Amanda Woodcroft

Personal information
- Full name: Amanda Zarine Woodcroft
- Born: 9 October 1993 (age 32) Kitchener, Ontario
- Height: 160 cm (5 ft 3 in)
- Weight: 50 kg (110 lb)

Sport
- Sport: Field hockey
- Position: Midfield

National team
- Years: Team / Caps / Goals
- 2010–2014: Canada Indoor / 15 / (9)
- 2011–: Canada / 127 / (8)

Medal record
Representing Canada
Women's field hockey
Pan American Games
| Silver medal – second place | 2019 Lima | Team |
| Bronze medal – third place | 2015 Toronto | Team |
Pan American Cup
| Bronze medal – third place | 2013 Mendoza |  |
| Bronze medal – third place | 2022 Santiago |  |
Women's indoor hockey
Indoor Pan American Cup
| Gold medal – first place | 2014 Montevideo |  |

= Amanda Woodcroft =

Uruguayan field and indoor hockey player

Amanda Zarine Woodcroft (born 9 October 1993) is an indoor and field hockey player from Canada.

==Personal life==
Amanda Woodcroft was born in Kitchener, Ontario, and grew up in the neighbouring city of Waterloo.

Woodcroft has a younger sister, Nicole, who also represents Canada in field hockey.

==Career==
===Indoor hockey===
In 2010, Woodcroft made her debut for the Canadian indoor team at the Indoor Pan American Cup in Barquisimeto.

She represented the team again in 2014 in a number of tournaments.
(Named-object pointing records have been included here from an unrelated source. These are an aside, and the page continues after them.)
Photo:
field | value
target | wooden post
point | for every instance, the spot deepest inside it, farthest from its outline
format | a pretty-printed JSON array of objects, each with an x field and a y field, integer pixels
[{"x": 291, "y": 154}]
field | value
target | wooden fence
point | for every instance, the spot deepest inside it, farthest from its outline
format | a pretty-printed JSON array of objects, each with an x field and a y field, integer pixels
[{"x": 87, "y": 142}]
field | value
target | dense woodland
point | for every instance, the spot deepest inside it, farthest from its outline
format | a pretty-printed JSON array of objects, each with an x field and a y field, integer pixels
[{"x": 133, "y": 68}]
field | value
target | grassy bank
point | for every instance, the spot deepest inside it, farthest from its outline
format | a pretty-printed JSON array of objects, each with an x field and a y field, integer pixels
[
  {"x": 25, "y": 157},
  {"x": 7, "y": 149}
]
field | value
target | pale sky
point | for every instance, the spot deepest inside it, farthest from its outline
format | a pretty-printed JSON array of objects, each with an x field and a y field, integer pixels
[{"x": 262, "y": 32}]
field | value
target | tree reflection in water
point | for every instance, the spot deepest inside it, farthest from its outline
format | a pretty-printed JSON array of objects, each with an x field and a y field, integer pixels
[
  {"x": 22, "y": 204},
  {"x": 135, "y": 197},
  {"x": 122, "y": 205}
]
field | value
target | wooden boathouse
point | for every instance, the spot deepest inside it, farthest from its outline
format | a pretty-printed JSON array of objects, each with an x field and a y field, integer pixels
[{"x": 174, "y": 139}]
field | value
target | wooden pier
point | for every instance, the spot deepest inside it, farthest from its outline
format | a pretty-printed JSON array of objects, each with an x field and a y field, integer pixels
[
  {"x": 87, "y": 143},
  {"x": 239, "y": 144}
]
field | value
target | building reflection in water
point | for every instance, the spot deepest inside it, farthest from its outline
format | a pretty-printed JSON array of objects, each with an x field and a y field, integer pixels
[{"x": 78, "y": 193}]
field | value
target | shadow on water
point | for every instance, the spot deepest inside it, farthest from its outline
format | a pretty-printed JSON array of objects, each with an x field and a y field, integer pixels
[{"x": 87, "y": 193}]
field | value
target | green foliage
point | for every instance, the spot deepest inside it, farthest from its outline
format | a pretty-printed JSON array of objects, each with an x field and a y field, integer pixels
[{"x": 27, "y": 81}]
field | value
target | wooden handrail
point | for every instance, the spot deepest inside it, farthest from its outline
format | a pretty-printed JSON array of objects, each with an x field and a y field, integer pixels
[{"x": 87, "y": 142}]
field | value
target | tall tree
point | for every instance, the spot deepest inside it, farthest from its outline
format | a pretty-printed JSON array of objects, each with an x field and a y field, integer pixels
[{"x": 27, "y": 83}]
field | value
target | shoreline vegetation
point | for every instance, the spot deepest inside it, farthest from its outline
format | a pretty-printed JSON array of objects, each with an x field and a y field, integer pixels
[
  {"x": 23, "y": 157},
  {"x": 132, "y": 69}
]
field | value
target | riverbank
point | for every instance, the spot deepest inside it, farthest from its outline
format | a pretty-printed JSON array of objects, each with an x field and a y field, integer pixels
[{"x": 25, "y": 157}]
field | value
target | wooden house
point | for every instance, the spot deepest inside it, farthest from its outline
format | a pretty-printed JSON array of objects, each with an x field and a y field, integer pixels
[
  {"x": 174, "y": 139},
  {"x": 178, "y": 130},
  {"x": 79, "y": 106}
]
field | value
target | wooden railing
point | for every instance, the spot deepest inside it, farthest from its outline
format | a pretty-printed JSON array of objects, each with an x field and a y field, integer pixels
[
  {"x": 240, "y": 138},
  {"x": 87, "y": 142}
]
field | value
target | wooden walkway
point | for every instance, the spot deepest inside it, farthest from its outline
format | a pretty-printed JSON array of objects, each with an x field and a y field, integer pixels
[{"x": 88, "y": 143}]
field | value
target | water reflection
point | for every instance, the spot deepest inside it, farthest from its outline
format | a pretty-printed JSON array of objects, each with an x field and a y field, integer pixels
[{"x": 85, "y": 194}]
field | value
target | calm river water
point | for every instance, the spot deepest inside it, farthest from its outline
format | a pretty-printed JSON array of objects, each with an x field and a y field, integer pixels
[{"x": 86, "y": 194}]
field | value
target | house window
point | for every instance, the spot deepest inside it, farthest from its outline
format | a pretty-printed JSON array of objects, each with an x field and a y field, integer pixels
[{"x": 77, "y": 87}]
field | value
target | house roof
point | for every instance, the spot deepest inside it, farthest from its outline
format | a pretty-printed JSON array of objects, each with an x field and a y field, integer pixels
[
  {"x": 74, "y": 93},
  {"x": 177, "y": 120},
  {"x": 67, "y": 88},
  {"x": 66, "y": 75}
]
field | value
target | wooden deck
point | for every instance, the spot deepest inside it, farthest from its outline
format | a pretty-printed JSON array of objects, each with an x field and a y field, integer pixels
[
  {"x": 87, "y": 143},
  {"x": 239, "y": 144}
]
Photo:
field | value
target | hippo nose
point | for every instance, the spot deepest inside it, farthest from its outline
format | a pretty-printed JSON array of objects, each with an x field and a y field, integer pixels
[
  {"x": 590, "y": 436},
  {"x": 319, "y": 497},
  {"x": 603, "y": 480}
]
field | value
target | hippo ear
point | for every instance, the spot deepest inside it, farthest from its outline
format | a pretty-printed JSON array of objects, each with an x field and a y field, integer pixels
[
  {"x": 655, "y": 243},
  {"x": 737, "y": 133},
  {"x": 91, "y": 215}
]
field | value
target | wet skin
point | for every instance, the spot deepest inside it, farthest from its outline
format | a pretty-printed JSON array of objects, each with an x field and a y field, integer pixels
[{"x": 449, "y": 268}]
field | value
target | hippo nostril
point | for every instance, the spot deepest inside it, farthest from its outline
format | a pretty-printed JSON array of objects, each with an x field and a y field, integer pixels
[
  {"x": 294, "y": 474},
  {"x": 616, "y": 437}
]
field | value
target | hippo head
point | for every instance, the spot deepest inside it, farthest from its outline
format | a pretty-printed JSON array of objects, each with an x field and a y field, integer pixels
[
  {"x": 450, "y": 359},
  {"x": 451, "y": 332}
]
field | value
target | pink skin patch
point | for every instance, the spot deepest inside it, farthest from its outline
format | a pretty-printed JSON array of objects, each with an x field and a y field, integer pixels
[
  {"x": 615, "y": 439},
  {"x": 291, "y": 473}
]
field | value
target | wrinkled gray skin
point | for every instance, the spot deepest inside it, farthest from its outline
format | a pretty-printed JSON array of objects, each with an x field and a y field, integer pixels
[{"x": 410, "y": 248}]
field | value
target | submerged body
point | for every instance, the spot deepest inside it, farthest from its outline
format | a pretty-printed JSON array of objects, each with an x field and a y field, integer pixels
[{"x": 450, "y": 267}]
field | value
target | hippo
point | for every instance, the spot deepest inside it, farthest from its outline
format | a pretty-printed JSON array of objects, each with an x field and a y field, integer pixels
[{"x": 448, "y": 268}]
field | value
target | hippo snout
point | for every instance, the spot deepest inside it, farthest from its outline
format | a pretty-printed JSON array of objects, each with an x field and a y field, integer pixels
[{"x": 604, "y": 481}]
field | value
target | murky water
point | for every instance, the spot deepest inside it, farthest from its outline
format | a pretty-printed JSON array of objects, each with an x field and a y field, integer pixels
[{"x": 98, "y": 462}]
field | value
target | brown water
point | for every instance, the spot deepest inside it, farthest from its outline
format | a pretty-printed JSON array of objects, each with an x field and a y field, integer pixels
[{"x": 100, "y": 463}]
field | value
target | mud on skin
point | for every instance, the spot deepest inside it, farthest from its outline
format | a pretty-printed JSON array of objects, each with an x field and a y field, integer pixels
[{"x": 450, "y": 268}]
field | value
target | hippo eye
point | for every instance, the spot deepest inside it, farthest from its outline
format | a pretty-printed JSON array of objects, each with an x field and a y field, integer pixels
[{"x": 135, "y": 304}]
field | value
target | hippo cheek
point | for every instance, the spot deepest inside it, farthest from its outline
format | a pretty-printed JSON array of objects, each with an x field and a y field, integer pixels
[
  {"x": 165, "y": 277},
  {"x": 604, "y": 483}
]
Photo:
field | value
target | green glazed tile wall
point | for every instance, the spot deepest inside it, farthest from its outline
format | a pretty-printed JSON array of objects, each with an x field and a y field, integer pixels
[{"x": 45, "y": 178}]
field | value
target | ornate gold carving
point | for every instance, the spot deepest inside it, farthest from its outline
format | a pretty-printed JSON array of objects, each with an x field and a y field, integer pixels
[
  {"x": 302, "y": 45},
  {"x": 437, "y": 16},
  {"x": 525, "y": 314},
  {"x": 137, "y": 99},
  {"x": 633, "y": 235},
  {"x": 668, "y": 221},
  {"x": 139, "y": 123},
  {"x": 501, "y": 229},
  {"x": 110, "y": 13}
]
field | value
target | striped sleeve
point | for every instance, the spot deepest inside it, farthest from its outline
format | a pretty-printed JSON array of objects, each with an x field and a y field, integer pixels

Most notably, Woodcroft was awarded Player of the Tournament at the Indoor Pan American Cup in Montevideo where she also won a gold medal.

===Field hockey===
====Under 21====
After appearances with the senior national team, Woodcroft represented the Canada U–21 side at the 2013 FIH Junior World Cup in Mönchengladbach.

====Senior national team====
Woodcroft made her debut for the senior national team in 2011.

Following her debut, Woodcroft has gone on to represent the Canadian team at a number of tournaments and amassed over 100 caps.

She has medalled with the national team a number of times, winning silver at the 2018–19 FIH Series Finals in Valencia and the 2019 Pan American Games in Lima. In addition, she has won bronze at the 2013 Pan American Cup in Mendoza and the 2015 Pan American Games in Toronto.

In 2018, she was a member of the national team at the 2018 Commonwealth Games on the Gold Coast.